When my daughter turned 12 last year I was fixated on the fact that my most salient memories start from my 13th year. I have plenty of memories before that, but my guess is they are based on photos and family lore. Once I turned 12 though, I stored more and more memories that we’re mine alone, that were not caught on camera or shared later during family gatherings. I have watched my daughter this past year, wondering what she is taking with her from this time, into the future. Surely so many memories with friends, and probably a lot with us, her family. It’s crazy to think that even the memories we “share” have probably been stored in ways that would make them unrecognizable.

I also wonder what I will remember from this time. I have this blog, and tens (hundreds?) of thousands of photos. I even have thousands of videos – snippets really, but enough to jog my memory. But I have all that from when they were younger too, and mostly when I look back at them I’m struck by how little I remember from those first years of their lives. Even their voices are foreign to me – if I heard them out of context I don’t think I could I identify them. And on the rare occasions that I look back at my first blog, I’m struck by how raw the posts were, and how the narratives present in those posts have morphed for me over time. Probably just the retelling of my life, on my blog, has changed the way I remember it.

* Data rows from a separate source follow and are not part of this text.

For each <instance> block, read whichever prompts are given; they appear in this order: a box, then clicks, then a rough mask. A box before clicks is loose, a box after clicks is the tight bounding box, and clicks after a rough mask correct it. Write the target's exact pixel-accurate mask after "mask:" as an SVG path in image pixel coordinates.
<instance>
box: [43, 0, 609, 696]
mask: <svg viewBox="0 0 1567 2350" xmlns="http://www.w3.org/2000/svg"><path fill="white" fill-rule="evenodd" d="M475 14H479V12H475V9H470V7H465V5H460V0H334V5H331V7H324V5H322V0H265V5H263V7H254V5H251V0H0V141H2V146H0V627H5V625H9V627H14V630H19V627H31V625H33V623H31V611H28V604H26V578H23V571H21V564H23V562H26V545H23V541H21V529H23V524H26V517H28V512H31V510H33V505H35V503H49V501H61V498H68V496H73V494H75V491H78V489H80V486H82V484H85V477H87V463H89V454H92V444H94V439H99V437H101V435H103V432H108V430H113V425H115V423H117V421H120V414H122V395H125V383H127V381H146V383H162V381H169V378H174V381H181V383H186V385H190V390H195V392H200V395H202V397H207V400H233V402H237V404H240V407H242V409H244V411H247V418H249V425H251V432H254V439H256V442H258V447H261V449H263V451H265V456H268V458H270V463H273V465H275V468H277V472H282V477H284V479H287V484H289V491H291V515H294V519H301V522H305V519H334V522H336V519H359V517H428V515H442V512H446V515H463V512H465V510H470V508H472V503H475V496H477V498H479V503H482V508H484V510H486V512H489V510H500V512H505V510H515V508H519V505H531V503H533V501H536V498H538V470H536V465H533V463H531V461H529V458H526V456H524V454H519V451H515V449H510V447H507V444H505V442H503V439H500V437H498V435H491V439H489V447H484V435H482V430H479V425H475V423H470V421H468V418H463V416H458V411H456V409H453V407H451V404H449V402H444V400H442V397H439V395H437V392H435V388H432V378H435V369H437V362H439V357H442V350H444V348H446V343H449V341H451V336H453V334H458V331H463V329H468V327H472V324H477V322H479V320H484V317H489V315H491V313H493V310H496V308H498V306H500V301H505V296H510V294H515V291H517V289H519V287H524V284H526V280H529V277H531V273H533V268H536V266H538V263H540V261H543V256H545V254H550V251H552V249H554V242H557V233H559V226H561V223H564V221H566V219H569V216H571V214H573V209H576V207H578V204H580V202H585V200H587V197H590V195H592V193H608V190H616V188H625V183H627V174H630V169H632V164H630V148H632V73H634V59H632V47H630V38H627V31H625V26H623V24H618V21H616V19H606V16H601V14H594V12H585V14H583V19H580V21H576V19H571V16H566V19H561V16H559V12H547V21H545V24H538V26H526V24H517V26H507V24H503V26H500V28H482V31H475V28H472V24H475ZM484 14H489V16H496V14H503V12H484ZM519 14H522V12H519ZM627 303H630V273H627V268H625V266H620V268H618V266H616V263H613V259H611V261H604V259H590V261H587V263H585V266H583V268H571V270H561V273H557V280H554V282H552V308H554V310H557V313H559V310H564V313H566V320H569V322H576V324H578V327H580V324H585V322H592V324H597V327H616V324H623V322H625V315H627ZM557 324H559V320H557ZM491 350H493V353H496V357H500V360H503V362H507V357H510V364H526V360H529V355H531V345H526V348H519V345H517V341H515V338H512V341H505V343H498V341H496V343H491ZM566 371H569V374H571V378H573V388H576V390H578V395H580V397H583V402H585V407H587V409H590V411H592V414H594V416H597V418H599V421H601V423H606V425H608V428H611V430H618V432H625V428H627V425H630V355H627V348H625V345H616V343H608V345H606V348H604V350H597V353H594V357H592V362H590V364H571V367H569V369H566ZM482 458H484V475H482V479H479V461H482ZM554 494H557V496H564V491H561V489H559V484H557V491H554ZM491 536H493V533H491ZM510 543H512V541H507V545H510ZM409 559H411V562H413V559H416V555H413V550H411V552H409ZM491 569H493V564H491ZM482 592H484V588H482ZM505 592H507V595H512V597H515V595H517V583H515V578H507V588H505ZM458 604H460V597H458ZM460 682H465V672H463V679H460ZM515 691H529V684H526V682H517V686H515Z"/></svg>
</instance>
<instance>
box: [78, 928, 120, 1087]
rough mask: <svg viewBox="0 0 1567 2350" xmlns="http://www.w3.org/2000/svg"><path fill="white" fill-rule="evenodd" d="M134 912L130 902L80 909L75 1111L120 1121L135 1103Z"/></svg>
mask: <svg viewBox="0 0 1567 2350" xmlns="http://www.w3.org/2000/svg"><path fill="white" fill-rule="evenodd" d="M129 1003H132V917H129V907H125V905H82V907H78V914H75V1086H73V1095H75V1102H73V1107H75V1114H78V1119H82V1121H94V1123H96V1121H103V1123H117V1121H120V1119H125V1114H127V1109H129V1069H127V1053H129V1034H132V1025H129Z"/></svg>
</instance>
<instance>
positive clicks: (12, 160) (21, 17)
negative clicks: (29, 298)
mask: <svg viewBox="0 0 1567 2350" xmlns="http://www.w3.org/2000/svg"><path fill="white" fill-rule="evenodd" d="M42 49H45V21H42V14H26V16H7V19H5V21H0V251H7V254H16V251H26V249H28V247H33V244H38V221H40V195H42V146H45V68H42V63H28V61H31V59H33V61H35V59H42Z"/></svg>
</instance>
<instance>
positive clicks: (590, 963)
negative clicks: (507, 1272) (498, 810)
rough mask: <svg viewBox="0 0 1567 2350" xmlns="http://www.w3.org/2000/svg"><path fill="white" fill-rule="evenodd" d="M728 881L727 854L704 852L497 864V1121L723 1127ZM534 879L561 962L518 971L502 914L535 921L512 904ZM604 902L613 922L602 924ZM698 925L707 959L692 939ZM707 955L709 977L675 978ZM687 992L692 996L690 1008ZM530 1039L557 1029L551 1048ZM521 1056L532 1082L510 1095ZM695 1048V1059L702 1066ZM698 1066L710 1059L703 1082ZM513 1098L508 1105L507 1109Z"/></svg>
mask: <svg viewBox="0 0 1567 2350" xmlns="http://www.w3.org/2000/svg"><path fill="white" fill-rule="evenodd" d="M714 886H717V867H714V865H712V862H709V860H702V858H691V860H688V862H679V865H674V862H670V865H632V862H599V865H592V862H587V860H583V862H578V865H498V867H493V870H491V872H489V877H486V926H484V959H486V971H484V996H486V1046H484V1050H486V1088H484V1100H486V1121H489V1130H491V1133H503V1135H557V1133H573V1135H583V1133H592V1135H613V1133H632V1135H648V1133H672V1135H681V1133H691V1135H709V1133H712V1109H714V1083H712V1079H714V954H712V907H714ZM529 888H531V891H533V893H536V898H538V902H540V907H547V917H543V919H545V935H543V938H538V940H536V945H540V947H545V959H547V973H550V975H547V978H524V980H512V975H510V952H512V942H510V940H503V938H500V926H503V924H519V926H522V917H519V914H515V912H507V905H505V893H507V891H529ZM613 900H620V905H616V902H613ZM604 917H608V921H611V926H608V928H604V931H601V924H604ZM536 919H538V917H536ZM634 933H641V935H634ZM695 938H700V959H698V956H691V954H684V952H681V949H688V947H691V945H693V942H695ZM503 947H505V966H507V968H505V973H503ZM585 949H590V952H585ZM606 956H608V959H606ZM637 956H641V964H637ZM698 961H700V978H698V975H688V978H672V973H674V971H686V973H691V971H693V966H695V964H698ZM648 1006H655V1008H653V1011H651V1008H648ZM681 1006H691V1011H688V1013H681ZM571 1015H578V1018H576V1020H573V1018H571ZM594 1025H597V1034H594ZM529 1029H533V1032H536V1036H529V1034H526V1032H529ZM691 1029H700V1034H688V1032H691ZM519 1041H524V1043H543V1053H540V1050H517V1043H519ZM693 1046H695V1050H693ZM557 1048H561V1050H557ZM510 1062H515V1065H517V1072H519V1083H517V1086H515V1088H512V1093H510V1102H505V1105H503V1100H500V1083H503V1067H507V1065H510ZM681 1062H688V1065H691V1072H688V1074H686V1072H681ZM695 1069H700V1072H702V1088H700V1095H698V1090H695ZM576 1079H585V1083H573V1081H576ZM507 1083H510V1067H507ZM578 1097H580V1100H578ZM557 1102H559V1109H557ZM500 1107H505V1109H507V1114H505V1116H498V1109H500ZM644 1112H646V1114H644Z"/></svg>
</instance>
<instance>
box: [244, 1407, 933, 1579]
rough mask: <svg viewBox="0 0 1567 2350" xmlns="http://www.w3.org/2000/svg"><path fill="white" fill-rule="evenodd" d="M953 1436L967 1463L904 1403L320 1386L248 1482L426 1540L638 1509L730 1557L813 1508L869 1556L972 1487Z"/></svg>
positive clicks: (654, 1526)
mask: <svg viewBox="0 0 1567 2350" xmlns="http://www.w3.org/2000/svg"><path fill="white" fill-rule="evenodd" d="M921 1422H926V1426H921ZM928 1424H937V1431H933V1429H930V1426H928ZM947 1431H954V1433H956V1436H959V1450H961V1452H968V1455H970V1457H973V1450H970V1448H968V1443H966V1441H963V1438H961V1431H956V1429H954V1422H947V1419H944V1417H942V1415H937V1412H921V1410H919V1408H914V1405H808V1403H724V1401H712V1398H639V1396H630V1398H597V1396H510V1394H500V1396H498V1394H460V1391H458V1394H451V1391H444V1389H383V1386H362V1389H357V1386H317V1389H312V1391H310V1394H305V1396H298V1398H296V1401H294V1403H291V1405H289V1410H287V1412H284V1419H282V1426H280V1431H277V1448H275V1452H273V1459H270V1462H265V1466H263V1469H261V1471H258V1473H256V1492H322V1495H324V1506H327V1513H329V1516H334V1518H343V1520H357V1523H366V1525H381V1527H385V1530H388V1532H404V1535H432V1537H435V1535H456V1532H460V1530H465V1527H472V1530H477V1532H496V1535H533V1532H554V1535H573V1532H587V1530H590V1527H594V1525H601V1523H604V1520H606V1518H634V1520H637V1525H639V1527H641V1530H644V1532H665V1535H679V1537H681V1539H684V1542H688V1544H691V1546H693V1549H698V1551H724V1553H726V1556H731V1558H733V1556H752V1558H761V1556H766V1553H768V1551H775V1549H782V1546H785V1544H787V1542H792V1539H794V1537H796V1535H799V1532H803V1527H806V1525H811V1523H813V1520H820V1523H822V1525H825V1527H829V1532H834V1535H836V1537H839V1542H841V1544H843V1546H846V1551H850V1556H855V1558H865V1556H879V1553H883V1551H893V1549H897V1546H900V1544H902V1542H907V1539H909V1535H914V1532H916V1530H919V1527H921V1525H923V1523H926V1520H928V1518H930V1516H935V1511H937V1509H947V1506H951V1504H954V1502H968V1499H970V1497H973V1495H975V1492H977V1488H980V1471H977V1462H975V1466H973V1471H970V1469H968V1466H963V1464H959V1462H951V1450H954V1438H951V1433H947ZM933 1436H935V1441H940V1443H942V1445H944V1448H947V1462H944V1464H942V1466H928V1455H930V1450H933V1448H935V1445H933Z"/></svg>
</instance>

There are actually memories from before I was 12 that I remember well – and they are memories of Hong Kong. My best friend and I both moved away when we were 12, and we wrote each other long letters mostly recollecting our time together in a place that was so different from our homes in the US. I think it was that reminiscing about out time together in Hong Kong, in the years immediately following, that have allowed me to retain those years of my life so saliently.

Similarly, I have talked a lot with other women about the pandemic and how it changed our family dynamic so dramatically. I’ve processed it through those tellings and retellings, refining it into a highly polished understand of what happened. I highly doubt my husband has ever participated in a similar kind of conversation with his friends. I wonder too how that has added to our divergent understands of that strange time we shared.

I hope all of this reflection will help me to be very mindful about the stories I tell myself, and all of you. In a way, I’m making a memory every time I hit “publish.” It’s up to me to decide which stories withstand the test of time.

4 Comments

  1. Have been thinking of you and your vacation in Maui a great deal with the fires. Glad you were back in SF prior.
    Glad you two are connecting and talking. That helps and is important. I think your husband’s job since the beginning of the pandemic must have been a front row seat on profound alterations in the city; and exposure to much grief and loss of dreams as well as lives. As a sensitive person that has to have been, and must still be, painful every day.
    Hopefully all 4 of you will find a return to school routines helpful. More cheers to ‘you in May’ for all the pre-prep for this fall.
    Trust the cats are now MUCH better and remain so.

  2. It’s always fascinating to realize how differently we all remember events. I’m one of 5 kids in my family, and we routinely surprise each other with our version of memory of “collective” family memories. This post gave me lots to think about regarding my own life and marriage as well!

  3. Oh, the stories we create… I wonder how my husband viewed the pandemic in comparison to my perspective. Your post inspired me to go ask him.

  4. What a wonderful lesson taught by your high school teacher! Thank you for sharing! Thinking I may do a modified version for my little ones… never too early for that lesson!